The Geneva gear 12 has large thin tooth portions 15a and small thin tooth portions 15b alternately on the outer peripheral surface thereof, and an engaging portion 13 protruding in a semicircular shape on the end surface thereof. Further, the stopper portion 14 is formed by cutting and raising a part of the motor case 5b, and the engaging portion 13 hits the stopper portion 14 to regulate the rotation range of the Geneva gear 12, thereby regulating the linear movement range of the movable shaft 2. To do.

The operation of the second embodiment will be described. Missing gear 11
Each time the gear rotates once, the Geneva gear 12 rotates by the number of two teeth by the two teeth of the tooth portion 15 and the continuous tooth 11c, the engaging portion 13 integrally formed with the geneva gear 12 also rotates, and the stopper When it hits the portion 14, the rotation of the Geneva gear 12 is blocked, and the movable shaft 2 is stopped at the advance / retreat position.

In the second embodiment, the missing gear 11 is composed of two teeth, but the number of teeth is determined as needed. The large and thin tooth portions 15a and the small and thick tooth portions 15b of the Geneva gear 12 also change accordingly.

[0017]

Other Embodiments The transmission mechanism may be composed of a square hole formed in the rotor 17 and a square shaft formed in the movable shaft 2 instead of the spline mechanism 18. Further, the conversion mechanism 6 is formed by forming a screw hole in the movable shaft 2, fixing the screw rod to the female screw portion 9 of this screw hole, and the stator yoke 20, and forming the male screw portion 10 of this screw rod. Good. Further, the stopper mechanism 3 may be provided outside the motor case 5b.

[0018]

As is apparent from the above description, according to the present invention, the following effects can be obtained. That is, since the rotary motion of the rotor is converted into the linear motion of the movable shaft and the linear motion is performed while rotating the movable shaft, it is possible to prevent biting of the movable shaft and occurrence of torque cross.

[Brief description of drawings]

FIG. 1 is a cross-sectional view showing a linear drive device according to a first embodiment. In the figure, the upper part of the movable shaft is in the forward limit position and the lower part of the movable shaft is in the backward limit position with the center line of the movable shaft as a boundary.

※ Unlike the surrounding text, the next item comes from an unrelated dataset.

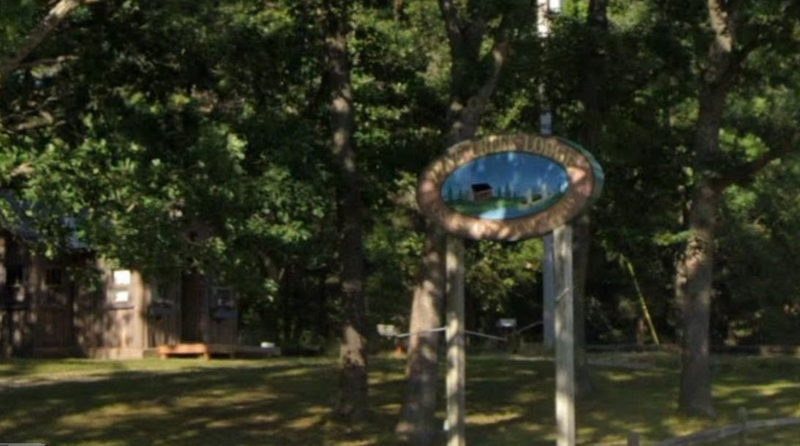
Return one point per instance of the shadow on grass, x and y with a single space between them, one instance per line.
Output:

FIG. 2 is an enlarged front view showing the stopper mechanism of FIG.

FIG. 3 is a front view showing a stopper mechanism according to a second embodiment.

4 is a configuration diagram showing a Geneva gear of FIG. 3. FIG.

[Explanation of symbols]

 DESCRIPTION OF SYMBOLS 1 Linear drive device 2 Movable shaft 3 Stopper mechanism 4 Bearing part 5a Step motor 5b Motor case 6 Conversion mechanism 7 Projection row 8 Cylindrical part 9 Female screw part 10 Male screw part 11 Missing gear 11c Continuous tooth 12 Geneva gear 13 Engaging part 14 Stopper portion 15 Tooth portion 15a Large thin tooth portion 15b Small thick tooth portion 16 Groove row 17 Rotor 18 Spline mechanism (transmission mechanism) 19 Stopper portion 19a Thin tooth portion 19b Thick tooth portion 20 Stator yoke 21 Stator

Claims (2)

[Claims] 1. A linear drive device (1) having a rotor (17) of a motor (5a) as a rotating shaft and having a movable shaft (2) movable in the axial direction, wherein the rotor (17) is rotated by a movable shaft (2). 2) to the transmission mechanism (18) and the rotor (1
And a conversion mechanism (6) for converting the rotational movement of (7) into a rectilinear movement of the movable shaft (2), wherein the rotational movement of the rotor (17) causes the rectilinear movement of the movable shaft (2) to rotate. And linear drive device (1). 2. A transmission mechanism (18) is provided with a spline mechanism (18) between a rotor (17) and a movable shaft (2), and a conversion mechanism (6) is provided with a movable shaft (2) and a stator yoke (2). 20) from a female screw part (9) provided on one side and a male screw part (10) provided on the other side of the movable shaft (2) and the stator yoke (20) and screwed into the female screw part (9). A linear drive device (1) according to claim 1, characterized in that it is constructed.